I want to check inter-rater reliability to see if they apply the rating grid
that they are provided with homogeneously.
I was thinking of Pearson's r (which, by the way yields r=.515, n=1400,
p<.001 two-tailed).
Still, I read that the Pearson correlation coefficients are calculated for
one pair of judges at a time, whereas I have different pairs -regardless if
individual raters appear more than once either as raterA or as raterB.
Does that mean that I must adapt a different index? (e.g. categorize the
results and employ Cohen's kappa or Cronbach's alpha?)
I do not even think that partial correlations would do the work, as I do not
have any other variables apart from the raters.
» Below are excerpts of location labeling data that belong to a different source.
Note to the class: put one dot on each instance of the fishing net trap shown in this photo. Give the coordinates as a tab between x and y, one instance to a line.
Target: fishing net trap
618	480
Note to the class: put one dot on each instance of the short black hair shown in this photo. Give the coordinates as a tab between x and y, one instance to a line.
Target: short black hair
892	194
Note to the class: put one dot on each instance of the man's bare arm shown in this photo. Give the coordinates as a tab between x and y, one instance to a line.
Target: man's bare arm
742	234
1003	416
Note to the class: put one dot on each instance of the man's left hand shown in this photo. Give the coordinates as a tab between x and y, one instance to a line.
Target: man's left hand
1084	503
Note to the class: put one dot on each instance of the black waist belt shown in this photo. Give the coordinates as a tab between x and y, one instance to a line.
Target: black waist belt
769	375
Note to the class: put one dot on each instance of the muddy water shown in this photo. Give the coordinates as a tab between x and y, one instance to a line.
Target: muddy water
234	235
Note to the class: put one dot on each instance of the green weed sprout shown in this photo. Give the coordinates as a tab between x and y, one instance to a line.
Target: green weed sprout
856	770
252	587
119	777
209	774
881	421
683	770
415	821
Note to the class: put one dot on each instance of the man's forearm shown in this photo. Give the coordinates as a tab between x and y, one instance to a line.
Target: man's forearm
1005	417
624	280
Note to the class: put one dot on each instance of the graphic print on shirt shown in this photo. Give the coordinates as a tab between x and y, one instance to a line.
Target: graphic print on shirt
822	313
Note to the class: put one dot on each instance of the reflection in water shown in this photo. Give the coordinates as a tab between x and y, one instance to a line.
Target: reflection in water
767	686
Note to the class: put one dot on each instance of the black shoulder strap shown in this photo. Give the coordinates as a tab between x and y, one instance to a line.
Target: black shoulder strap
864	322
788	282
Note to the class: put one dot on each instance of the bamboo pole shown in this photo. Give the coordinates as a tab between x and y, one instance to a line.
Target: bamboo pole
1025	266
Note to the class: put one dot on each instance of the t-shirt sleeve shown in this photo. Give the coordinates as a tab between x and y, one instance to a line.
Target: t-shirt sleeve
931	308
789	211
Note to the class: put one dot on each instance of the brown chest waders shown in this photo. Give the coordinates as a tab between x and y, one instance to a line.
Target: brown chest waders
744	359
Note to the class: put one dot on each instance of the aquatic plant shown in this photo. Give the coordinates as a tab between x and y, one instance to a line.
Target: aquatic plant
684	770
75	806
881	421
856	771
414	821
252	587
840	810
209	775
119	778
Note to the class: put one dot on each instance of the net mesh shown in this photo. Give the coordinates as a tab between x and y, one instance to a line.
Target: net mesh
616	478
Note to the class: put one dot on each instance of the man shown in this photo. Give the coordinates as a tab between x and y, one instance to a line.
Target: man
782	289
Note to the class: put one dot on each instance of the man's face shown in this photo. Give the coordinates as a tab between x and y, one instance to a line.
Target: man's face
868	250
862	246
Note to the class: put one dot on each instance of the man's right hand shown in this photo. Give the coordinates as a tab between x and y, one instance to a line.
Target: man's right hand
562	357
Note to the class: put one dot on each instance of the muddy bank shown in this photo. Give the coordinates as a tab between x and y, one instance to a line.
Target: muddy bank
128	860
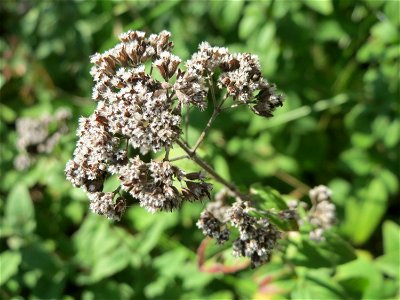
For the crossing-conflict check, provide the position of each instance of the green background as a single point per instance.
(337, 62)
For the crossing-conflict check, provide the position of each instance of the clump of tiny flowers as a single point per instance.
(37, 136)
(138, 113)
(257, 236)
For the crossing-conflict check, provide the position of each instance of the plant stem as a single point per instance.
(301, 187)
(178, 158)
(192, 155)
(217, 110)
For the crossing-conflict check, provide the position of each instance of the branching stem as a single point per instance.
(192, 155)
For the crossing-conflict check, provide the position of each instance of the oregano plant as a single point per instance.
(144, 94)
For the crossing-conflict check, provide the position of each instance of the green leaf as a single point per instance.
(391, 237)
(389, 264)
(324, 7)
(9, 261)
(19, 210)
(329, 253)
(317, 285)
(267, 198)
(370, 211)
(364, 276)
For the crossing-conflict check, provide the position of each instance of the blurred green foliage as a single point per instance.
(337, 63)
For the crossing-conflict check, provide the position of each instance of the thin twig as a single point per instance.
(166, 154)
(179, 158)
(292, 181)
(214, 115)
(210, 170)
(187, 125)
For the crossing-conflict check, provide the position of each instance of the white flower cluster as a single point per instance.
(135, 110)
(240, 75)
(257, 236)
(34, 136)
(323, 213)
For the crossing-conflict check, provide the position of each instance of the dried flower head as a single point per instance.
(137, 112)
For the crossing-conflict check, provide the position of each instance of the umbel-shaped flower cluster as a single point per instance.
(142, 93)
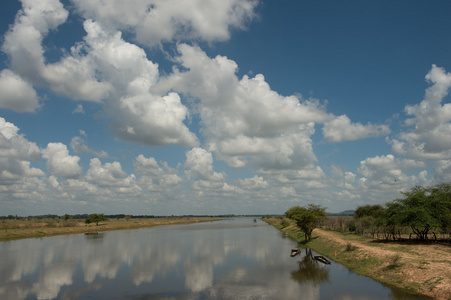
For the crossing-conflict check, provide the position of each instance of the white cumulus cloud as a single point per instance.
(60, 163)
(156, 21)
(341, 129)
(430, 122)
(17, 94)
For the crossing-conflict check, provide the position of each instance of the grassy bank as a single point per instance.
(418, 268)
(22, 229)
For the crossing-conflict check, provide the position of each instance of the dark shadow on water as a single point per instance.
(310, 270)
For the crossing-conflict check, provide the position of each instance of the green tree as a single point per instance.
(307, 218)
(422, 210)
(374, 211)
(95, 218)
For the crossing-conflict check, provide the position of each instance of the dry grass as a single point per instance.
(22, 229)
(419, 268)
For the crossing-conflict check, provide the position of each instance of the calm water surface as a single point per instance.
(230, 259)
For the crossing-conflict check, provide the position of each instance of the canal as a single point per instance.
(240, 258)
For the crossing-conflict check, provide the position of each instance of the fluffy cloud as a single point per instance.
(78, 144)
(60, 163)
(431, 122)
(387, 169)
(443, 171)
(156, 21)
(103, 66)
(199, 165)
(15, 145)
(245, 121)
(15, 153)
(17, 94)
(154, 177)
(341, 129)
(254, 183)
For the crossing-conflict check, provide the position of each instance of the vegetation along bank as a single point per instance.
(22, 228)
(405, 243)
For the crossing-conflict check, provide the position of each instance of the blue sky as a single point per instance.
(212, 107)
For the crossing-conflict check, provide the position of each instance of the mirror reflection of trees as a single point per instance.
(310, 270)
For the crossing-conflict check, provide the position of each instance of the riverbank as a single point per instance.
(418, 268)
(34, 228)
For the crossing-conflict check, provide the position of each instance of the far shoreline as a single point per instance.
(417, 269)
(24, 229)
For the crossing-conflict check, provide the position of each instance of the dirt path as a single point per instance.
(429, 266)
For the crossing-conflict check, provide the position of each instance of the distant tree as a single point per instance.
(307, 218)
(95, 218)
(374, 211)
(365, 218)
(422, 210)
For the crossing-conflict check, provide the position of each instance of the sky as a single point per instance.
(172, 107)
For reference the data are arranged as follows:
Composition RaterAID RateA RaterBID RateB
1 1200 12 1215 10
2 1200 06 1215 07
----------------------------------------------------------------------------
-------------
134 1256 04 1233 05
135 1256 11 1233 08
----------------------------------------------------------------------------
---------------
250 1215 02 1288 03
251 1215 11 1288 15
----------------------------------------------------------------------------
-----------------
950 1298 05 1200 02
951 1298 15 1200 14
etc.
I've been whacking my mind for several days now, but the more I read, the
more I get confused.
If someone can help, he or she will have done me a great favour.
Thank you
Vassilis
|